Crazy tracking experiment: dev builds the "world's biggest VR game"
What is the range of the Quest 2's tracking system when you turn off the Guardian system? A VR developer gave it a try.
Youtuber Quentin Valembois is back with a new VR experiment. The Belgian offers tutorials for budding VR developers via Patreon and explores the possibilities of VR and AR, as recently with an augmented reality portal for Quest 2.
In his latest experiment, he answers the question of how far Meta Quest 2 can track before the system gets out of sync and stops working. The pre-configured Guardian boundary is 15 by 15 meters. If you want to go beyond that, you can switch to developer mode and disable all artificial boundaries. But how long will the VR headset last?
The running track becomes a sci-fi racetrack
For his experiment, Valembois picked a running track several hundred meters long. He took a screenshot of the track in Google Earth VR, took the dimensions, imported the image into the Unity editor, and scaled the game world to fit the real-life proportions exactly.

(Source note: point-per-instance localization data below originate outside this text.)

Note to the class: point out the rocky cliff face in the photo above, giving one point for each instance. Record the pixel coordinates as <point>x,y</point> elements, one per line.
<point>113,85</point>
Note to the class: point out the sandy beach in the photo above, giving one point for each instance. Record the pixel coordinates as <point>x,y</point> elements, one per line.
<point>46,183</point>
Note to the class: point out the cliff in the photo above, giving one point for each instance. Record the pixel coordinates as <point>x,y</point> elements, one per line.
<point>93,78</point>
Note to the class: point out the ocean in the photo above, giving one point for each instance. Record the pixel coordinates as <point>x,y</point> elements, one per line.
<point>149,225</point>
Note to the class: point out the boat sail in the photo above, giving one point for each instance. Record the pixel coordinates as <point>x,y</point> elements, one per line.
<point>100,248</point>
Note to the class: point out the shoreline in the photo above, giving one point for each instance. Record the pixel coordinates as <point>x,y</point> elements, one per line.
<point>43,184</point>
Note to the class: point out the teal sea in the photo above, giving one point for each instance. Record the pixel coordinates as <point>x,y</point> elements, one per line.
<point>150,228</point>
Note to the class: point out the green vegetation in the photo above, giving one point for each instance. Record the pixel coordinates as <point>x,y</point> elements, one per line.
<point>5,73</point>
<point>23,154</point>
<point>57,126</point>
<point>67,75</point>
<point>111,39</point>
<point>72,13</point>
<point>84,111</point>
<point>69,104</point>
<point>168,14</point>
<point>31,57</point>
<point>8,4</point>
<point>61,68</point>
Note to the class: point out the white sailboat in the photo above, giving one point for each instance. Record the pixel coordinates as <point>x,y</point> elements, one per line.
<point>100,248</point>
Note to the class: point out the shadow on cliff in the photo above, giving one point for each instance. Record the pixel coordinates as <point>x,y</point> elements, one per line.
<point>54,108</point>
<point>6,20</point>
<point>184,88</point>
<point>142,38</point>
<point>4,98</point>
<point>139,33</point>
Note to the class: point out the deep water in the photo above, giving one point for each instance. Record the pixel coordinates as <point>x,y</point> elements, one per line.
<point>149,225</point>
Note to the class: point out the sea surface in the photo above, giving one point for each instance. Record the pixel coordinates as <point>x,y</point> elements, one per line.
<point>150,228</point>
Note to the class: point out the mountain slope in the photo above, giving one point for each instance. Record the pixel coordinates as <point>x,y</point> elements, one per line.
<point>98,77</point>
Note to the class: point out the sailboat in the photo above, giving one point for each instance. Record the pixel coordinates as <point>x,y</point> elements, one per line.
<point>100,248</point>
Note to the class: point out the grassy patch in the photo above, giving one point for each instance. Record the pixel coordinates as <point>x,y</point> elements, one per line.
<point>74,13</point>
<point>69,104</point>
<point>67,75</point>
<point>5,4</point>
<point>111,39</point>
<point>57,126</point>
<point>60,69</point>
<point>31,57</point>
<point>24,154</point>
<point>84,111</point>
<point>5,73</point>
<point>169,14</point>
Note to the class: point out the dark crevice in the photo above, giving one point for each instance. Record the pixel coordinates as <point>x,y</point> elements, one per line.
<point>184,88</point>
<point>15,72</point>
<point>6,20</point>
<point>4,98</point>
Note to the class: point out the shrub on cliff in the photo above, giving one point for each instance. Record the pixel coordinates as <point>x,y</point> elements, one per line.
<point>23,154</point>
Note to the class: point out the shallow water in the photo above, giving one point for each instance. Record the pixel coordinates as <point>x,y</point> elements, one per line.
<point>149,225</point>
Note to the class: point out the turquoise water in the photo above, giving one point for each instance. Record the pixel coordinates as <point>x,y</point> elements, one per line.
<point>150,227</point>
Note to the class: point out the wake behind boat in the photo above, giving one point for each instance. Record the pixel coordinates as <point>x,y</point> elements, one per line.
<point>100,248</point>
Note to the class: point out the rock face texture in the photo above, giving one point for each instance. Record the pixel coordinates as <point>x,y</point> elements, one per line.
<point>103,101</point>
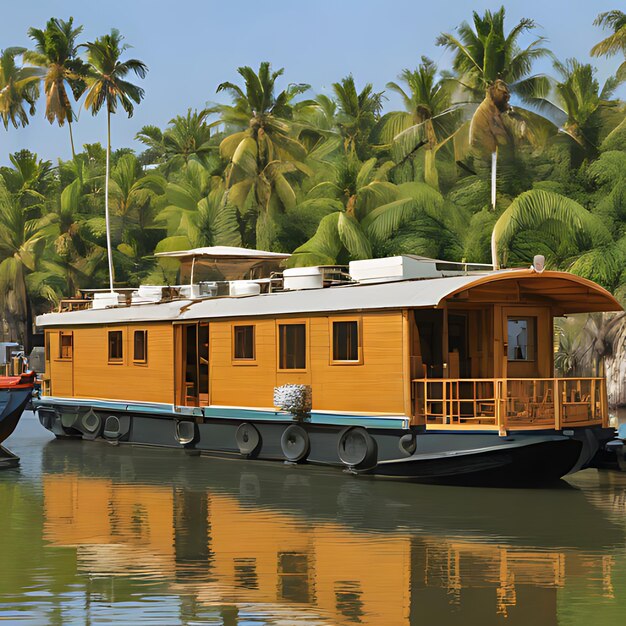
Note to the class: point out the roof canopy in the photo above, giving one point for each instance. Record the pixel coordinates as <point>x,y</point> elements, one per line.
<point>565,292</point>
<point>228,252</point>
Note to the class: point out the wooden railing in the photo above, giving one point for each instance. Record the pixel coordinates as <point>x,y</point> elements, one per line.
<point>510,403</point>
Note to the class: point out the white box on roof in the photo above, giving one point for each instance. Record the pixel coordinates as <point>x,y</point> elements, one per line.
<point>303,278</point>
<point>393,268</point>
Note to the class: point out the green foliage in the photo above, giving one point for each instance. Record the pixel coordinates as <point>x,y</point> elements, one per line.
<point>329,178</point>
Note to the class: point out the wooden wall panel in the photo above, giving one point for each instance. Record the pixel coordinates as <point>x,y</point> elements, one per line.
<point>96,378</point>
<point>242,385</point>
<point>375,386</point>
<point>61,370</point>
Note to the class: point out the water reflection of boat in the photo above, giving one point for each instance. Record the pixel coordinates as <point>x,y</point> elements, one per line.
<point>15,392</point>
<point>519,516</point>
<point>307,545</point>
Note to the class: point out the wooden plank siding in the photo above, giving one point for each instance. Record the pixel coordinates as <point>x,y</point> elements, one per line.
<point>89,374</point>
<point>376,386</point>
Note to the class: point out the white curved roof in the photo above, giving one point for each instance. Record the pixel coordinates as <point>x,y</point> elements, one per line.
<point>572,293</point>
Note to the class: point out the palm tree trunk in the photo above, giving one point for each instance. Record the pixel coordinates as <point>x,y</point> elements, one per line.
<point>69,123</point>
<point>431,176</point>
<point>494,247</point>
<point>106,201</point>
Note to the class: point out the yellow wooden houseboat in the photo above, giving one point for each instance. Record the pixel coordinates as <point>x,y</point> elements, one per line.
<point>405,366</point>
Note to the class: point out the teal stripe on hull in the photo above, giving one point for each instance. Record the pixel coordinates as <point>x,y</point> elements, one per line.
<point>255,415</point>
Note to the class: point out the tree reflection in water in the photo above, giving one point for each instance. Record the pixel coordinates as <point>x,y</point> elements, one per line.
<point>126,531</point>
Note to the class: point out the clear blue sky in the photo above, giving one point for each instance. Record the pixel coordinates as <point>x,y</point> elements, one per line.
<point>190,46</point>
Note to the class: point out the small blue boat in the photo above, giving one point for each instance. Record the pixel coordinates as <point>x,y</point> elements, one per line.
<point>15,392</point>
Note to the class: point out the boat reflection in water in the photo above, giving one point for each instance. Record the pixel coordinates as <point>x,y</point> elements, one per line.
<point>260,543</point>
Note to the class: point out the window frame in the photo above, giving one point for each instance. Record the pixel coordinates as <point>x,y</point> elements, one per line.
<point>307,344</point>
<point>70,334</point>
<point>238,360</point>
<point>531,340</point>
<point>137,361</point>
<point>116,361</point>
<point>331,334</point>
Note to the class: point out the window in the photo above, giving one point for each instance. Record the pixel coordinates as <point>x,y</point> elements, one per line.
<point>66,345</point>
<point>292,346</point>
<point>346,342</point>
<point>140,346</point>
<point>116,351</point>
<point>243,343</point>
<point>521,338</point>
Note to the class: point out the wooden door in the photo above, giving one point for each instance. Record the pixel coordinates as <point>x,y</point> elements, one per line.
<point>526,346</point>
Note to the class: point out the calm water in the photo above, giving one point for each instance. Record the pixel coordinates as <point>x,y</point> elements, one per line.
<point>93,534</point>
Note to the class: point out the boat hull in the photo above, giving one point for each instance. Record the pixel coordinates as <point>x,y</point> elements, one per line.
<point>474,457</point>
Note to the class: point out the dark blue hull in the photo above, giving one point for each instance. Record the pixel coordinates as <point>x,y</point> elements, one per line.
<point>13,401</point>
<point>476,457</point>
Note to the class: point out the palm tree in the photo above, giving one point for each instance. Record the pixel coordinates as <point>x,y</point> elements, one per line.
<point>551,212</point>
<point>484,54</point>
<point>28,180</point>
<point>187,136</point>
<point>579,97</point>
<point>362,207</point>
<point>490,64</point>
<point>196,214</point>
<point>106,85</point>
<point>358,112</point>
<point>56,53</point>
<point>429,119</point>
<point>616,41</point>
<point>262,148</point>
<point>22,275</point>
<point>18,86</point>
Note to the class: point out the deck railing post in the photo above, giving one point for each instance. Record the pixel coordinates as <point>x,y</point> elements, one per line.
<point>593,399</point>
<point>604,405</point>
<point>500,394</point>
<point>558,404</point>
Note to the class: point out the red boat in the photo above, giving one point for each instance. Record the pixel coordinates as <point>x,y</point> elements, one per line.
<point>15,392</point>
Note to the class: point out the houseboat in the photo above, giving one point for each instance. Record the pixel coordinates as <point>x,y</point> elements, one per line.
<point>402,367</point>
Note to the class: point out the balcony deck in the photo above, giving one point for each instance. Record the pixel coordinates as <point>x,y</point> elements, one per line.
<point>506,404</point>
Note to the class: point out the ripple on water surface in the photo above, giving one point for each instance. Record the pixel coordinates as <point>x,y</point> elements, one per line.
<point>96,534</point>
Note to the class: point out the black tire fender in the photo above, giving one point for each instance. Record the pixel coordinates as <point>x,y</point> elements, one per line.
<point>295,443</point>
<point>357,448</point>
<point>248,438</point>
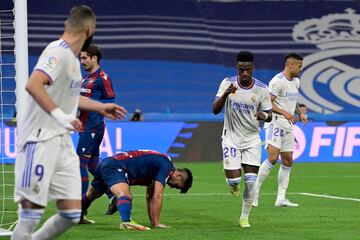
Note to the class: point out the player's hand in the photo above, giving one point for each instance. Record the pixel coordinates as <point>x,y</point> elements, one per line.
<point>231,89</point>
<point>303,119</point>
<point>77,124</point>
<point>66,120</point>
<point>113,111</point>
<point>162,226</point>
<point>290,117</point>
<point>261,116</point>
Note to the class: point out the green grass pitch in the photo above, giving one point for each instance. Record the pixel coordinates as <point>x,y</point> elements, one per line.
<point>328,194</point>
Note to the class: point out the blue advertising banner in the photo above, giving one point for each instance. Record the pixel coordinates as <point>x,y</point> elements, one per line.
<point>316,142</point>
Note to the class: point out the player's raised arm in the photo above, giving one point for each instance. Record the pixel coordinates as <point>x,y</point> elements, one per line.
<point>302,115</point>
<point>278,110</point>
<point>110,110</point>
<point>220,102</point>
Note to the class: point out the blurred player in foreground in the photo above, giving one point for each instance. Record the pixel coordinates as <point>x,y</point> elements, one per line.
<point>139,167</point>
<point>246,101</point>
<point>47,167</point>
<point>284,90</point>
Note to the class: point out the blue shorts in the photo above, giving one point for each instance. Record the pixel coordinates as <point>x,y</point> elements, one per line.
<point>90,140</point>
<point>108,174</point>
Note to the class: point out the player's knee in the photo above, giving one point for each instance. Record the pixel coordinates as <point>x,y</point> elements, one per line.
<point>72,215</point>
<point>233,181</point>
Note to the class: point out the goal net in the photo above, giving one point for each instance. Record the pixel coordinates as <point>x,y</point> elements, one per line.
<point>9,102</point>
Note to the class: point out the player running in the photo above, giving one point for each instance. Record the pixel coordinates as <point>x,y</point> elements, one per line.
<point>284,90</point>
<point>246,101</point>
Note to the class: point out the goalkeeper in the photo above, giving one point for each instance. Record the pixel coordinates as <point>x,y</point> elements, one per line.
<point>139,167</point>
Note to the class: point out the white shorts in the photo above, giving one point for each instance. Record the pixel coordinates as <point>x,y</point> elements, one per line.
<point>279,138</point>
<point>233,157</point>
<point>48,170</point>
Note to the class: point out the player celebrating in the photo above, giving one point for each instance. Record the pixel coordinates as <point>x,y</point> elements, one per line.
<point>139,167</point>
<point>246,101</point>
<point>284,90</point>
<point>47,166</point>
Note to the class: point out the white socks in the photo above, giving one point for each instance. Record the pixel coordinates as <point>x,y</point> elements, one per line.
<point>249,193</point>
<point>58,224</point>
<point>283,180</point>
<point>264,171</point>
<point>28,219</point>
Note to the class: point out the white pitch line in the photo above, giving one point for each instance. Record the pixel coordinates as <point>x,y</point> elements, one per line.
<point>225,194</point>
<point>329,196</point>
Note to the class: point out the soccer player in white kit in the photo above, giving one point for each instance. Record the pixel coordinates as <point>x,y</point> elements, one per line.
<point>47,166</point>
<point>284,90</point>
<point>246,101</point>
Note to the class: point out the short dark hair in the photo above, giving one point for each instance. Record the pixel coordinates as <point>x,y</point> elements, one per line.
<point>294,55</point>
<point>79,16</point>
<point>245,56</point>
<point>93,50</point>
<point>188,180</point>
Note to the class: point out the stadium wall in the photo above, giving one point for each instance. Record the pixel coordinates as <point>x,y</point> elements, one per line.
<point>170,56</point>
<point>200,141</point>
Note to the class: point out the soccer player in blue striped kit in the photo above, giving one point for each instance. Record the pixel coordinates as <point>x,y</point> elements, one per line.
<point>97,86</point>
<point>139,167</point>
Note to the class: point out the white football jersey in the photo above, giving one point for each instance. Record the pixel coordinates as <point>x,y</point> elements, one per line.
<point>286,92</point>
<point>62,67</point>
<point>241,129</point>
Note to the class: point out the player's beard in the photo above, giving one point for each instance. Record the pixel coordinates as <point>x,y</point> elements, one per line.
<point>87,43</point>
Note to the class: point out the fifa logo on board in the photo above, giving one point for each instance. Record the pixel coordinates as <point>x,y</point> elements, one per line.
<point>330,81</point>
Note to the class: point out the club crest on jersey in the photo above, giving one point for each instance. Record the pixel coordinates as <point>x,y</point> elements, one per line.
<point>253,98</point>
<point>51,62</point>
<point>75,84</point>
<point>335,67</point>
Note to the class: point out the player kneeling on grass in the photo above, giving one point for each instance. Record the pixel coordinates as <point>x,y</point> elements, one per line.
<point>139,167</point>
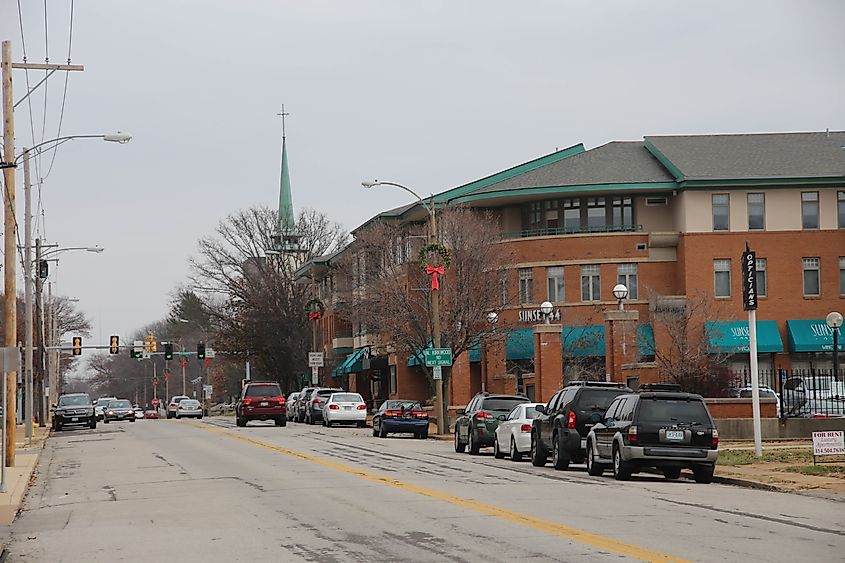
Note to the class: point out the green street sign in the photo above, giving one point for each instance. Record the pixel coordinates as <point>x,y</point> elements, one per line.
<point>437,357</point>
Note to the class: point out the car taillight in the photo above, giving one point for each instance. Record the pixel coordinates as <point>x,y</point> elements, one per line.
<point>632,434</point>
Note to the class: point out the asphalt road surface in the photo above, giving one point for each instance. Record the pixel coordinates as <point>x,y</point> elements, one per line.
<point>208,491</point>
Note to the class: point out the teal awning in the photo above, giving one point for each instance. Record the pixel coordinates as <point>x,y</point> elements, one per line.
<point>811,336</point>
<point>731,337</point>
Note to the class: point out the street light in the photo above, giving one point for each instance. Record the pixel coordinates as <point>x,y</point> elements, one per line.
<point>435,296</point>
<point>834,322</point>
<point>620,292</point>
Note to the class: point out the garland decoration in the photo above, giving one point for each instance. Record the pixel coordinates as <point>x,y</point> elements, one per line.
<point>315,309</point>
<point>435,271</point>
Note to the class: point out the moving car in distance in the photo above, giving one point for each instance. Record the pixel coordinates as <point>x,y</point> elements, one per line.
<point>76,409</point>
<point>513,436</point>
<point>120,409</point>
<point>668,431</point>
<point>261,401</point>
<point>188,408</point>
<point>400,416</point>
<point>345,408</point>
<point>173,403</point>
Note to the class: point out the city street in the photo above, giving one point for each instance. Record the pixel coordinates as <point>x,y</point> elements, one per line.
<point>208,491</point>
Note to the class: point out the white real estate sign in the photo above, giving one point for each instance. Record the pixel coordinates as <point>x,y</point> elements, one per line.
<point>830,442</point>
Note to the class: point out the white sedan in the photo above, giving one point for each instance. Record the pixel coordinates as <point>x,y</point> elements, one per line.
<point>513,436</point>
<point>345,407</point>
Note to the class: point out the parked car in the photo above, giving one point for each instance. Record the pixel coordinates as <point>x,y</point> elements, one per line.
<point>475,427</point>
<point>513,436</point>
<point>291,401</point>
<point>74,409</point>
<point>564,422</point>
<point>398,416</point>
<point>121,409</point>
<point>345,407</point>
<point>316,403</point>
<point>261,401</point>
<point>101,404</point>
<point>669,431</point>
<point>188,408</point>
<point>302,401</point>
<point>173,403</point>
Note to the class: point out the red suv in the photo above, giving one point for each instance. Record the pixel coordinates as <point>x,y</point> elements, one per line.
<point>261,401</point>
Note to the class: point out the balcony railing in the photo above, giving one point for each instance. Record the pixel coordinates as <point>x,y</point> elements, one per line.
<point>572,231</point>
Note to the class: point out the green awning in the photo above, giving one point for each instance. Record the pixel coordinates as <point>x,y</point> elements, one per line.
<point>811,336</point>
<point>731,337</point>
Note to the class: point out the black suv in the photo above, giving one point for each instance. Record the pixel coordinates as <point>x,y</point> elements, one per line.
<point>563,423</point>
<point>669,431</point>
<point>74,408</point>
<point>476,424</point>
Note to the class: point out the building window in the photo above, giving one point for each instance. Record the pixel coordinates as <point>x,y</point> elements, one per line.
<point>756,212</point>
<point>762,288</point>
<point>721,212</point>
<point>810,210</point>
<point>722,277</point>
<point>623,212</point>
<point>554,276</point>
<point>526,285</point>
<point>572,215</point>
<point>812,287</point>
<point>392,381</point>
<point>842,275</point>
<point>626,274</point>
<point>590,283</point>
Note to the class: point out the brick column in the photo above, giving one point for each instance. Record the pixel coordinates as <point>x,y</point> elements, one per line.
<point>548,360</point>
<point>620,330</point>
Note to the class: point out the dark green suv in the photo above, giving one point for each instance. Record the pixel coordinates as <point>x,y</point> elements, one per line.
<point>476,425</point>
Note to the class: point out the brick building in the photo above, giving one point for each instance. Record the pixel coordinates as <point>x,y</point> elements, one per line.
<point>667,216</point>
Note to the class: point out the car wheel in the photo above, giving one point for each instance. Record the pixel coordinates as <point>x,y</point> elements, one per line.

For the design of the game world he chose a cool synthwave style with bright neon colors, a huge sun and futuristic skyscrapers. To make things even more interesting, Valembois has brought a real bike into play and modeled a digital counterpart of the vehicle. It is controlled with a VR controller attached to the steering wheel.
Do not try this yourself
Finally, the developer added moving obstacles: digital walls that block the race track. The goal of the "world's biggest VR game" is to reach the finish line as quickly as possible without touching the obstacles.
You can see the result of this race in his YouTube video. Spoiler: At a certain point, the tracking system fails without the developer noticing. The result is an accident, which fortunately ends without serious consequences. After all, he managed to exhaust the Quest 2's tracking system.
Valembois describes the gameplay as very immersive. So immersive that he forgot about the real world.